En las calles nadie se les acerca por temor a su reacción, pero el futbol hace que el hombre sea niño por un rato, juegue sin saber a qué juega, sin motivo, sin reloj y sin juez. Una simple pelota y tres postes hacen que todos se unan, sin importar condición. El fútbol lo hacemos todos, grandes, chicos, mexicanos, fresas, nacos o teporochos. El fútbol es nuestro.
“¡Pásala!”, “¡Hazme famoso, cabrón!”, “¡Hazme soñar!”, “¡No te la hace!”, “¡Ya me viste!” y otras frases se hacen presentes en la reta del Escuadrón. Destacan a simple vista, no precisamente por su facilidad para los dribles o regates. Aquí lo más difícil se ha vuelto marcarlos. Su arma secreta es su olor, la marca personal se vuelve más bien en un campo de fuerza que te impide acercárteles. A ellos poco les importa, lo aprovechan y juegan con entusiasmo. A leguas se nota su felicidad, pero eso sí, el activo, el panalito de Tonayan y la bachita no la sueltan ni para cubrirse de un balonazo. Cada que el balón deja el terreno de juego aprovechan para quemarle las patas al diablo, como ellos lo llaman.
El Chino es el que más juega. Se rumora que cuando era joven se lo querían llevar a la Noria, con le Cruz Azul. El apodo lo tiene por las marañas en su cabello. Se lleva a un par de rivales con unos recortes, se mete por el centro, se la toca al Pantera y con un punterazo el balón entra por la parte inferior derecha de la portería. Un golazo. Nadie se lo puede creer. Ellos celebran como si se tratará de la misma Copa del Mundo. Uno a cero. La otra reta no pierde el tiempo y enseguida se asegura que El Mirrey sienta la presión con un bombazo desde media cancha.
El juego sube de tono, los codazos, patadas y empujones hacen que quiénes estamos a la espera del segundo tanto nos acerquemos a ver con más detalle. Cada jugada se vuelve una riña discreta en la cual la disputa por el balón pasa a segundo término. Entre los que estamos afuera se escucha a cada patadita intencional un grito casi ahogado que solo calienta más la situación. Las patadas se convierten en codazos, y los codazos en golpes. De un segundo a otro El Aguacate ha soltado el primero, a mano limpia, sin pensarlo dos veces. Trataban de sacarle el balón entre dos, cuando de repente en un jaloneo el codo de su marcador salió directo a su pómulo derecho. “¡Cámara, puto!, con que ya con esas”. Un golpe en seco deja paralizada la cancha. Los ánimos se calientan, la reta se ha olvidado por completo. El Taison pega un brinco automático desde la banca, sale de su alucín y en tres pasos ya está en la cancha repartiendo patadas y arañazos a cualquiera que intente ponerle una mano encima a sus compas.

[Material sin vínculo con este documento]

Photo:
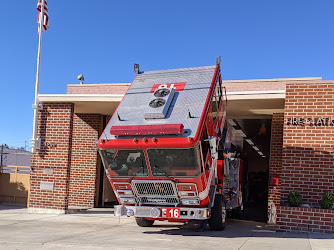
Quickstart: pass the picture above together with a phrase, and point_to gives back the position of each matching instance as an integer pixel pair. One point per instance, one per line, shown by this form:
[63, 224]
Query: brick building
[297, 114]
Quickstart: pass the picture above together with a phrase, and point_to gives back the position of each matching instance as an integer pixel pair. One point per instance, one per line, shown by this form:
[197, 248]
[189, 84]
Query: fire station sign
[310, 121]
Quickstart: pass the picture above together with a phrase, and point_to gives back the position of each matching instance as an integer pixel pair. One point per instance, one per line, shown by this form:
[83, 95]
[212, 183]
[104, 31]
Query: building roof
[255, 98]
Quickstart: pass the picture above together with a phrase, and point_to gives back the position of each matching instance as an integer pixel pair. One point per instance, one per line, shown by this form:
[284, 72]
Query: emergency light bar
[167, 129]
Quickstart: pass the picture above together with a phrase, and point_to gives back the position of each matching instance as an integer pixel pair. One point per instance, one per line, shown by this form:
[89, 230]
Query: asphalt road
[99, 229]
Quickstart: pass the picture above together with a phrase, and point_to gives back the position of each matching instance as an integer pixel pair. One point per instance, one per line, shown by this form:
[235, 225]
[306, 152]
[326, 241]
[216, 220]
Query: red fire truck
[163, 149]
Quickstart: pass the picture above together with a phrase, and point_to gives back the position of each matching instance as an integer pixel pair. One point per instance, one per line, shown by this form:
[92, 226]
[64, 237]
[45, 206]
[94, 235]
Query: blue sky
[102, 39]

La campal no duró más de quince segundos; otros tantos que estaban afuera de la cancha intervinieron para que la situación no llegara a mayores. Las palabras subidas de tono y los empujones no pararon. Para mala suerte de todos, el equipo dueño del balón con el que se estaba jugando era el mismo que peleó contra la banda de teporochos. Las ganas de quererse golpear entre ambos lados no se calmó durante la siguiente media hora. El ambiente era tenso. A pesar de los contratiempos conseguimos otro balón y empezamos desde cero con retas diferentes. Al cabo de unos minutos ambos grupos partieron y tomaron caminos distintos.